In the ejabberd log we can see the list:
Send XML on stream = <<"<stream:features><mechanisms
xmlns='urn:ietf:params:xml:ns:xmpp-sasl'><mechanism>PLAIN</mechanism>
<mechanism>X-OAUTH2</mechanism><mechanism>SCRAM-SHA-1</mechanism>
</mechanisms><starttls xmlns='urn:ietf:params:xml:ns:xmpp-tls'/>
</stream:features>">>
Some users (in our case CPEs (Routers, Set-top boxes)) are able to use the SCRAM-SHA, some of them are only able to use the PLAIN method, etc.
2021-07-20 14:42:09.763 [info]
<0.6716.0>@ejabberd_c2s:handle_auth_success:432 (tls|<0.6716.0>) Accepted
c2s SCRAM-SHA-1 authentication for acs01@test.ejabberd.com by sql backend
from 192.168.0.1
2021-07-20 14:42:31.765 [info]
<0.6721.0>@ejabberd_c2s:handle_auth_success:432 (tcp|<0.6721.0>) Accepted
c2s PLAIN authentication for 00b052101005@test.ejabberd.com by sql backend
from 88.229.19.19
2021-07-20 14:42:36.438 [info]
<0.6722.0>@ejabberd_c2s:handle_auth_success:432 (tcp|<0.6722.0>) Accepted
c2s SCRAM-SHA-1 authentication for 001565a36103@test.ejabberd.com by sql
backend from 103.217.240.30
Is it possible to force the xmpp server to offer only one method?
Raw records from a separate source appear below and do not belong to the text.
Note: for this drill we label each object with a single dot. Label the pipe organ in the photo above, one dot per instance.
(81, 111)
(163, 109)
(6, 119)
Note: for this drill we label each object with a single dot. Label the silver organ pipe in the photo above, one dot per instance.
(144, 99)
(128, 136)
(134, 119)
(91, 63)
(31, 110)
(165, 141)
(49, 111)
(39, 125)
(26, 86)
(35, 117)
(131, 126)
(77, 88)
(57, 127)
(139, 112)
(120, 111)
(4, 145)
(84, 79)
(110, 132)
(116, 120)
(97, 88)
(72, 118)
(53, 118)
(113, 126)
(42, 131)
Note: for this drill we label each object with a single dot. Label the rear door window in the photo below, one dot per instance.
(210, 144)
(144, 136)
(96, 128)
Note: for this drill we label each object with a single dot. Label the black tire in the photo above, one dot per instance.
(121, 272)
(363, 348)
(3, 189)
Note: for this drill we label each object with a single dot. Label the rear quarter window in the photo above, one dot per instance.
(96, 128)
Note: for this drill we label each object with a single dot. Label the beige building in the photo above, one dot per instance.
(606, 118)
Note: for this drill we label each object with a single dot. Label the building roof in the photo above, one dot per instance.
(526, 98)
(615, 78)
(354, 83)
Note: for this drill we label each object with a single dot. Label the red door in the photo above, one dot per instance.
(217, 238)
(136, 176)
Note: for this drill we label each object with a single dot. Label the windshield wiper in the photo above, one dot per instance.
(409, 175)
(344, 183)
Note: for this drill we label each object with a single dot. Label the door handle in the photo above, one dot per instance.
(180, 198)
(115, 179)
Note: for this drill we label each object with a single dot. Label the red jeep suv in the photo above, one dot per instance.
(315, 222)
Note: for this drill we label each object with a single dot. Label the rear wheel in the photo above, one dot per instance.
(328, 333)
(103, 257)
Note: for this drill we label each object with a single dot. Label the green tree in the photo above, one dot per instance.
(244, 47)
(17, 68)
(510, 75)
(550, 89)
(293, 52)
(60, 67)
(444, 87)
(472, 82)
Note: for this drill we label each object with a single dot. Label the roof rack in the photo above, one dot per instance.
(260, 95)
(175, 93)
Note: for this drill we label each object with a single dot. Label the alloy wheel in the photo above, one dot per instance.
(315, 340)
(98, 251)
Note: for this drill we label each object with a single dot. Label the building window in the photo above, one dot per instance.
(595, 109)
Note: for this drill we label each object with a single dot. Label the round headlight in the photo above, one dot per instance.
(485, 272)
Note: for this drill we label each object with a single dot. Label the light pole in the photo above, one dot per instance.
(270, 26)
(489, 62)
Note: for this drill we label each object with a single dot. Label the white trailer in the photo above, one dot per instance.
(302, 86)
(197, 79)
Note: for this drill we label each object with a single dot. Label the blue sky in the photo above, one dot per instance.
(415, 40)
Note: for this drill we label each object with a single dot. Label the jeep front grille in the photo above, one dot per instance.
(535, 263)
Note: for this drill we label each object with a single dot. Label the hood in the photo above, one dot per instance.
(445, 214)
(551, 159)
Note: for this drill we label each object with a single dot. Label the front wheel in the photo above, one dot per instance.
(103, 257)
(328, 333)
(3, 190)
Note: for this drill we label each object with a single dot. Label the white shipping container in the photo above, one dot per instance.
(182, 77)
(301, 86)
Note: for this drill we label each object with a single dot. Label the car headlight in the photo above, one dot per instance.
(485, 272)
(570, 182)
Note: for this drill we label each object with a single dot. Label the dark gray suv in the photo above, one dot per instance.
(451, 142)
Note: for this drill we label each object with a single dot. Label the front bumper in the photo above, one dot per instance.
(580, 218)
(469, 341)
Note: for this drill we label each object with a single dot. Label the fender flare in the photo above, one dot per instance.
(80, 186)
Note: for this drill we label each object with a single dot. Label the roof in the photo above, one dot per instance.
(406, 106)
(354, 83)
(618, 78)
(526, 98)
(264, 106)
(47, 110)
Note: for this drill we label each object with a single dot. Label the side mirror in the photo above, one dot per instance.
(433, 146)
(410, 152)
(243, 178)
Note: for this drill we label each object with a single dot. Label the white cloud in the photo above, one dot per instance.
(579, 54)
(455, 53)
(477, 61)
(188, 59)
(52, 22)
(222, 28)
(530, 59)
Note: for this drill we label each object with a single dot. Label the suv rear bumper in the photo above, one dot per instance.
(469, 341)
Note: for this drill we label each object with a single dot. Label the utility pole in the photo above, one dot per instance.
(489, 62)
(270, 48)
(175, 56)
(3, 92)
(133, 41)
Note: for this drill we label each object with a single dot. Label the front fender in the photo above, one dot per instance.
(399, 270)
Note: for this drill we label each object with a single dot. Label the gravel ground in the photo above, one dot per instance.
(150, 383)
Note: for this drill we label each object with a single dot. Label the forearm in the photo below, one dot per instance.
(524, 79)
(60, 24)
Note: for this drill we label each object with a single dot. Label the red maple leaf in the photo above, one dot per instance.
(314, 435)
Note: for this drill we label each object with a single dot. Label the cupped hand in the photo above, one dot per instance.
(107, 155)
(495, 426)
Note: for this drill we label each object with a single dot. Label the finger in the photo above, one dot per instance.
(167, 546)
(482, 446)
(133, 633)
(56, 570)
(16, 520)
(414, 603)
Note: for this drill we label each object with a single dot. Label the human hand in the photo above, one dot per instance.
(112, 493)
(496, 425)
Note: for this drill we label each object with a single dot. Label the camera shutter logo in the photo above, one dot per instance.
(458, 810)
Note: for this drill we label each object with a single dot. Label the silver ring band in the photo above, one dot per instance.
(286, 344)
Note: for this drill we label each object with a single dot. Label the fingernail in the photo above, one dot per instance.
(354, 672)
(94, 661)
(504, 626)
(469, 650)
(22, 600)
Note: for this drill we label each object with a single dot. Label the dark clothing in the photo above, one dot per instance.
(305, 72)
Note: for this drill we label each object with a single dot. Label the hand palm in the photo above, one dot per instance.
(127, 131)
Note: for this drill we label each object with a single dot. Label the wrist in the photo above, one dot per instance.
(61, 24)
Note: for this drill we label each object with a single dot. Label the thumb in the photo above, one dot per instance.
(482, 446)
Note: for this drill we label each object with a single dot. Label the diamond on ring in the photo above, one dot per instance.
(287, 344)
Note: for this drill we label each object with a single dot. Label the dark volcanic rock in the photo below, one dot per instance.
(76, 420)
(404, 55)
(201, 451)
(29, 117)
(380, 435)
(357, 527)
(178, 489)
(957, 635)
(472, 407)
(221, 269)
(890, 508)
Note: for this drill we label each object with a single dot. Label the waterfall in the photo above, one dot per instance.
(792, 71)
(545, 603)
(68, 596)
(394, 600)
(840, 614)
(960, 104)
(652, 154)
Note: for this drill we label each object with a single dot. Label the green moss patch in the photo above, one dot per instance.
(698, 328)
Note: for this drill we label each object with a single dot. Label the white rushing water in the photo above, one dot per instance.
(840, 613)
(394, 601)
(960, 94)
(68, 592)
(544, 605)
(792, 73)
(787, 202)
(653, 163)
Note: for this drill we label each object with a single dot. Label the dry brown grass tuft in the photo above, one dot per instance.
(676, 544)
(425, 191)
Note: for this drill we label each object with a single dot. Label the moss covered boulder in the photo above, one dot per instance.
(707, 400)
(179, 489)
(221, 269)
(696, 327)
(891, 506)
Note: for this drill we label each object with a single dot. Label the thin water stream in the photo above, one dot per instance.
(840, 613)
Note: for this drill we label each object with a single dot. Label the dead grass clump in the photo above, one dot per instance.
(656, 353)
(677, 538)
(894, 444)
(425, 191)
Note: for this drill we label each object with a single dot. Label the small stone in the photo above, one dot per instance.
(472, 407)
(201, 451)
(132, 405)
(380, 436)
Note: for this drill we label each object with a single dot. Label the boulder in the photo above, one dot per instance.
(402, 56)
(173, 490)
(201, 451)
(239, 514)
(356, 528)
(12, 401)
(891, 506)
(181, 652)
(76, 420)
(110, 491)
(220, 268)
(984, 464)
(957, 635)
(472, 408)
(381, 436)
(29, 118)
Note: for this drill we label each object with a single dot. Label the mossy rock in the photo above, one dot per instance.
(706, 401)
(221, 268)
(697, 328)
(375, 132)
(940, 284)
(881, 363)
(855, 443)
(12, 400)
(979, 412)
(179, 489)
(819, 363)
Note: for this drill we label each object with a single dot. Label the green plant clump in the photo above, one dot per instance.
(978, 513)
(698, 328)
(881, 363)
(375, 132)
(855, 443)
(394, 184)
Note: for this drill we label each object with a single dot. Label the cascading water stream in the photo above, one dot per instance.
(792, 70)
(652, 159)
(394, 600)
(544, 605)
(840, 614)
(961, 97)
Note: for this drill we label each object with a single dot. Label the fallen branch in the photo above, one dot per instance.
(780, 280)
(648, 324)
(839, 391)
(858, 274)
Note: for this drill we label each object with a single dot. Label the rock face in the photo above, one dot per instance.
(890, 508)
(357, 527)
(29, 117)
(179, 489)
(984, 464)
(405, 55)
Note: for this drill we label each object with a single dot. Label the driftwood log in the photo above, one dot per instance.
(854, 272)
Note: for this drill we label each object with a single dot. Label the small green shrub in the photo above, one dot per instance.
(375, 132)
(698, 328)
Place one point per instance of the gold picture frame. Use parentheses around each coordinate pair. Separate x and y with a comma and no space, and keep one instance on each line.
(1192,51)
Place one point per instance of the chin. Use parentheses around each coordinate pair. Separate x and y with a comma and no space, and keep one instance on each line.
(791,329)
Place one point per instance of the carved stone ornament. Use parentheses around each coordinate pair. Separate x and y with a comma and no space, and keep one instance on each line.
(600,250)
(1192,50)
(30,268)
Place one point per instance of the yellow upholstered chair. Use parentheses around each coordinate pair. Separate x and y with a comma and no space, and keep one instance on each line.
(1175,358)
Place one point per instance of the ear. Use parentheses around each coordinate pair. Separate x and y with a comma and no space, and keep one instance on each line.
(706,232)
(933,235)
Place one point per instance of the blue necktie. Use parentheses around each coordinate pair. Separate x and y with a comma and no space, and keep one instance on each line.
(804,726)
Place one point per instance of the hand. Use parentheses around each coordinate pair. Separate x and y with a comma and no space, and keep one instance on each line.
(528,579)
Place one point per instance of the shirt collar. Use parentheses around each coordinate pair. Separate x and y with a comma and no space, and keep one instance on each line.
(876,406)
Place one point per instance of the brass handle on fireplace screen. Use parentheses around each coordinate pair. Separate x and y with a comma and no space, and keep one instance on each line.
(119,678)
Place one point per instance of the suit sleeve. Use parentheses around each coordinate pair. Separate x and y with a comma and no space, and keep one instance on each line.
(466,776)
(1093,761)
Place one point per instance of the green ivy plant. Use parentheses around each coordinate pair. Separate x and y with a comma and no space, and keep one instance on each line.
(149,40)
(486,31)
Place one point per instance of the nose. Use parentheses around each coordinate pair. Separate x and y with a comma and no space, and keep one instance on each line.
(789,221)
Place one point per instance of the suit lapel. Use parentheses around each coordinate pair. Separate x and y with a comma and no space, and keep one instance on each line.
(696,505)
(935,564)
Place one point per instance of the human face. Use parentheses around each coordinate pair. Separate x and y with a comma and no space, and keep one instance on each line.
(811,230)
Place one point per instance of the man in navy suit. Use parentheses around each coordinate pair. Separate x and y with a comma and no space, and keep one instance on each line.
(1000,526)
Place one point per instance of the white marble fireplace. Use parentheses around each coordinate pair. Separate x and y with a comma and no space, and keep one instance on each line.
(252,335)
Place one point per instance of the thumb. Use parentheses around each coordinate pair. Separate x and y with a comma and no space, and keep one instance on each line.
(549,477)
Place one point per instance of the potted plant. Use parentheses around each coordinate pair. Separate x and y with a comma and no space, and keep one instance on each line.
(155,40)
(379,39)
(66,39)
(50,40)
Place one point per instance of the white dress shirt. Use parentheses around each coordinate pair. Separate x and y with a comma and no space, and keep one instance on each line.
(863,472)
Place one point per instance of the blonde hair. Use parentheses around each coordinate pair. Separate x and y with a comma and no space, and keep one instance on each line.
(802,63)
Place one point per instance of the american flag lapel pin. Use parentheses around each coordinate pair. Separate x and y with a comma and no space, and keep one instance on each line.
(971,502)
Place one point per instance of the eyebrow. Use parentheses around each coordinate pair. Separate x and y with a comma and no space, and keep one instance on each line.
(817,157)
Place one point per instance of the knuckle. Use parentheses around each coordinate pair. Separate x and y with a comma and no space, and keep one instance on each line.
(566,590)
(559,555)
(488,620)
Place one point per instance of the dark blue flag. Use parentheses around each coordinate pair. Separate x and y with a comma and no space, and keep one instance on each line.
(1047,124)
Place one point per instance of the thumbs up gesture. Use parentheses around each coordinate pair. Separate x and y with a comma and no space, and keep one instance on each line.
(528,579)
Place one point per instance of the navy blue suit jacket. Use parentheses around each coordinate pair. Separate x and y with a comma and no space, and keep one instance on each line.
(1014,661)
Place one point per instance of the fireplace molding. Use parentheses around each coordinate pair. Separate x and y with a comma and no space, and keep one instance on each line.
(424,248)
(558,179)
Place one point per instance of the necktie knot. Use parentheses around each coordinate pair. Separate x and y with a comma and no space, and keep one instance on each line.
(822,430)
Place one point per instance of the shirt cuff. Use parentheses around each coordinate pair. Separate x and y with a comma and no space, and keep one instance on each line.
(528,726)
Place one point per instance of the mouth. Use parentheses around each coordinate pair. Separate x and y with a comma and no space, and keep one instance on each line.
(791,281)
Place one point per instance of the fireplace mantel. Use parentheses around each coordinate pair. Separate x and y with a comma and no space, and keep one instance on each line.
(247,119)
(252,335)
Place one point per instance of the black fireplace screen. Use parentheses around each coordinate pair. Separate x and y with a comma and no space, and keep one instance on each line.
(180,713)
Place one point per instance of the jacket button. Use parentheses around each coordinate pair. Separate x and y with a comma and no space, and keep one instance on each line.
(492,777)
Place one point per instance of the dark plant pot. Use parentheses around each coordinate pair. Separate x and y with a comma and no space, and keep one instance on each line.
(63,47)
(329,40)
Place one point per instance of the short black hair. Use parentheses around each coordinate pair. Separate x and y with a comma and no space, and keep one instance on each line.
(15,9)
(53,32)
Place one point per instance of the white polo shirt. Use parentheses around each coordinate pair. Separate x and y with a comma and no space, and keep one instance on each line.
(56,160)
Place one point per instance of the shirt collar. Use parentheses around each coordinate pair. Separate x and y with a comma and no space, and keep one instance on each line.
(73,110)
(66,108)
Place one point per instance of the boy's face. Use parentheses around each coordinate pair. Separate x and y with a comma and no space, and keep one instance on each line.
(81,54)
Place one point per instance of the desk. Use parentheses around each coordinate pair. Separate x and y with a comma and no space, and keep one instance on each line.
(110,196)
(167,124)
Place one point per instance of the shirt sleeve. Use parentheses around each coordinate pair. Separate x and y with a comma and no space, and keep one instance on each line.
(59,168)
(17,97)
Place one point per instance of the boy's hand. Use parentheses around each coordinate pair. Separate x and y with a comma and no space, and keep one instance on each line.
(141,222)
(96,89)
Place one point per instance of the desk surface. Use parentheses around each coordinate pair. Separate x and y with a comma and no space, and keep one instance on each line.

You can disable SASL mechanisms using https://docs.ejabberd.im/admin/configuration/toplevel/#disable-sasl-mechanisms
For the other methods, looking at the source code they are automatically enabled/disabled: https://github.com/processone/ejabberd/blob/8afc320aba7bdb51f7a76973be2d9cbf200c6310/src/ejabberd_c2s.erl#L376
Of course, you can simply delete there the lines you don't want at all, recompile and install.